Gibberellin (GA) and cytokinin (CK) hormones are known to play antagonistic roles in several plant developmental processes, and some studies have reported development-dependent interactions between these two hormonal pathways.Citation1 In Arabidopsis thaliana seedlings, the up-regulation of GA level and/or GA responses was reported to inhibit CK signaling,Citation2 and similarly, GA signaling negatively regulates CK levels and/or signaling in A. thaliana and Medicago truncatula roots.Citation3,Citation4 However, the reciprocal regulation of endogenous GA levels by CKs is less clear. In A. thaliana inflorescences, semi-quantitative RNA gel blot analyses suggested that CKs had no effect on the expression of a GA-responsive gene or a GA biosynthesis gene.Citation2 However, in the Arabidopsis shoot apical meristem, a CK-treatment induced the expression of AtGA2oxidase (GA2ox) gene, which encodes an enzyme that deactivates bioactive GA,Citation5” and a genome-wide expression analysis reported the downregulation of several GA biosynthesis genes after a short-term CK treatment in whole Arabidopsis seedlings.Citation6 Similarly, transcriptomic studies performed in M. truncatula roots revealed a significant change in the expression of GA biosynthesis and response genes after short-term CK treatment,Citation7 suggesting that CKs may suppress endogenous GA levels. However, no study has examined the actual changes in endogenous GA levels in response to CKs. Here, we explored whether CKs and the CRE1 (Cytokinin Response 1) receptor that mediates CK responsesCitation8 influenced endogenous GA levels in M. truncatula.

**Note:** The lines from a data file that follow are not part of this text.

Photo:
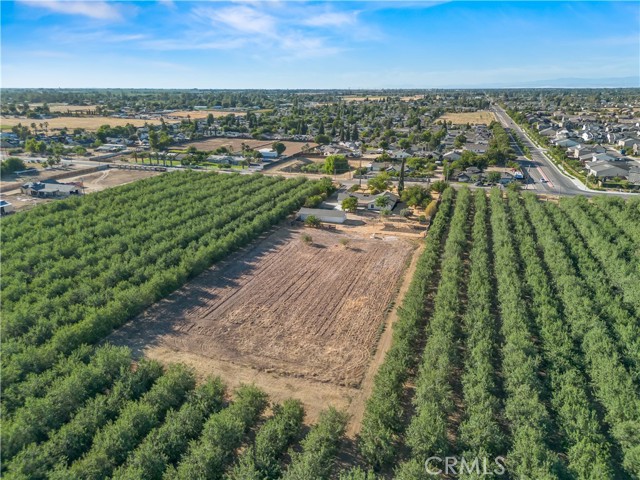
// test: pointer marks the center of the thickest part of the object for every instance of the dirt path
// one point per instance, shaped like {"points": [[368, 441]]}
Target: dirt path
{"points": [[315, 396], [357, 406]]}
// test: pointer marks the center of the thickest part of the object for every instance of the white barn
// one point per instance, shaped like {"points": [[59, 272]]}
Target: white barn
{"points": [[324, 215]]}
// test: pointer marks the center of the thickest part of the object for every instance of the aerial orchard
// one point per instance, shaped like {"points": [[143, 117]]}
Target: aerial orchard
{"points": [[521, 345]]}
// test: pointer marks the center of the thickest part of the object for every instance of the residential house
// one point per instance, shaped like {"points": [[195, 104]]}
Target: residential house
{"points": [[5, 207], [506, 178], [634, 175], [324, 215], [452, 156], [368, 202], [225, 159], [268, 154], [604, 170], [463, 177], [50, 189], [628, 142]]}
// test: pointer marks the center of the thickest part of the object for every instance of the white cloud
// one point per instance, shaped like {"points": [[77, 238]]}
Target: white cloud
{"points": [[244, 19], [93, 9], [332, 19]]}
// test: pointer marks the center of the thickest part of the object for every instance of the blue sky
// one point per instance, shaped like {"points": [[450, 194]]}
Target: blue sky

Based on transcriptomic data gained in M. truncatula roots,Citation7 we selected two genes rapidly regulated by a CK treatment; GA20ox1 (GA20-oxidase) and GA2ox1 (GA2-oxidase). The GA20ox1 gene is predicted to encode an enzyme that catalyzes the formation of the inactive GA precursor GA20, which can then be converted to bioactive GA1 by a GA3ox enzyme.Citation9 The GA2ox1 gene encodes a putative enzyme that catalyzes the deactivation of GA1 into inactive GA89. The expression of these genes was analyzed by real time RT-PCR as previously described in Fonouni-Farde et al.,Citation4 in wild-type (WT) and cre1 mutant roots in response to a short-term CK treatment (BenzylAminoPurine [BAP; Sigma]; 3h; 10−7M) (). In WT, the expression of GA2ox1 was significantly induced by CKs, whereas the expression of GA20ox1 was conversely repressed. These CK-dependent regulations were abolished in the cre1 mutant (), indicating that a subset of GA metabolic genes requires the CRE1 receptor to be transcriptionally regulated by CKs.
Figure 1. CKs and CRE1 regulate GA-metabolic genes and endogenous GA levels. (A) Quantification by RT-qPCR of the expression of GA2ox1 and GA20ox1 GA-metabolic genes, previously shown to be regulated by CKs (Ariel et al., 2012), in wild-type (WT) or in cre1 mutant roots after a BenzylAminoPurine (BAP [Sigma]; 3 h; 10–7 M) treatment. (B) Quantification (in ng/g of Root Fresh Weigh [RFW]) of the bioactive GA1 in WT or cre1 mutant roots. (C-D) Quantification (in ng/g of Shoot Fresh Weigh [SFW]) of the bioactive GA1 (C) or the precursor GA20 (D) in WT shoots treated or not with BAP (3 h; 10–7 M). (E-F) Quantification (in ng/g of SFW) of GA1 (E) or GA20 (F) in WT or cre1 mutant shoots. In (A), transcript levels are normalized relatively to untreated control roots to show fold changes and the dotted line indicates a ratio of 1. Error bars represent standard deviations. Asterisks indicate significant differences compared to the untreated control, based on a Mann-Whitney test (α<0.05). Results are the mean of three biological replicates, each replicate being a pool of 25 plants. In (B-F), error bars represent standard errors of the mean. Letters indicate significant differences based on a Mann–Whitney test (α<0.05). In (B), the GA1 quantification was based on four biological replicates, each replicate being a pool of at least two plants. In (C-F), GA quantifications were based on at least five biological replicates, each replicate being a pool of at least two plants.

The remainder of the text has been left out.